Here are some notes:
- All five sports media organizations thought Jabari Smith, Jr. of Auburn would go first overall in 2022. Unfortunately for them, the Orlando Magic had other things in mind and went for Paolo Banchero.
- To flip the script, all these sports media outlets correctly guessed that the OKC Thunder would select Chet Holmgren.
- Because they already speculated Smith, Jr. would go first, they all had Paolo Banchero at third. Two strikes!
- Only Sports Illustrated correctly picked Keegan Murray for the Sacramento Kings at 4. The others thought the Kings were going to go with Jaden Ivey. Even in hindsight, they already had De’Aaron Fox, so adding another non-shooting ballhandler didn’t make sense.
- At No. 5, the media groups have three different choices. Sports Illustrated correctly guessed Jaden Ivey after going with Murray. ESPN, The Athletic, and Tankathon went with Keegan Murray. The Ringer thought Benedict Mathurin should fit the bill, but they were wrong.

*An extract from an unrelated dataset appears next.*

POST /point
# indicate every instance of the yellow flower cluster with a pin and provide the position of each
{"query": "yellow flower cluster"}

- Since The Ringer already picked Mathurin at No. 6, it should follow they missed the target at No. 7 as well. Tankathon offered a Dyson Daniels pick at this spot, but Indiana selected Mathurin. SI, ESPN, and The Athletic were spot on.
- Nobody guessed the Shaedon Sharpe pick for Portland at No. 7. The highest Sharpe has ranked in any of the mocks was ninth.
- Aside from the Holmgren pick, the No. 10 spot was the only other selection everyone got right: Johnny Davis to Washington.
- Over picks 20 to 30, there are only five occasions in which at least one of the aforementioned outlets got a pick right. These were Malaki Branham at 20 (Sports Illustrated), Christian Braun at 21 (The Athletic), Marjon Beauchamp at 24 (The Athletic), Wendell Moore at 25 (Tankathon), and Patrick Baldwin at 28 (Tankathon).
As you can see from how it went, mock drafting is never an exact science. That is never going to change soon unless somebody gets a hold of the ancient oracle of Thebes. Otherwise, hits and misses will abound. Case in point: In the days leading to the 2023 NBA Draft, most are torn between Scoot Henderson and Brandon Miller as the No. 2 selection behind Victor Wembenyama. Some will be wrong, and some will be right.
Wrapping Things Up: How Do NBA Mock Draft Work?
If you have followed the days leading to the NBA draft, many sports networks and individual experts share their predictions on where particular prospects will get selected. These extensive draft predictions are called mock drafts, and they attempt to foresee who gets chosen from the first overall pick to the 60th.
But how do NBA mock draft work? A mock draft comes about because experts strive to break down each prospect’s profile, their strengths and weaknesses, and if said weaknesses can be overcome. They also consider a team’s needs and whether a particular player could address them. There is no guarantee that such predictions will come true, but it gives teams something to gauge the prospects. The players also gain media attention and publicity and may improve their stock if featured prominently in mock drafts.
In the days leading to the 2023 Draft, experts unanimously agree about Victor Wembenyama as the first overall pick. However, they seem to be split on whether Charlotte should pick Brandon Miller or Scoot Henderson at No. 2. Amen and Ausar Thompson are projected inside the top 10, but some experts put the twins in the top 5, while others rank Ausar outside of it.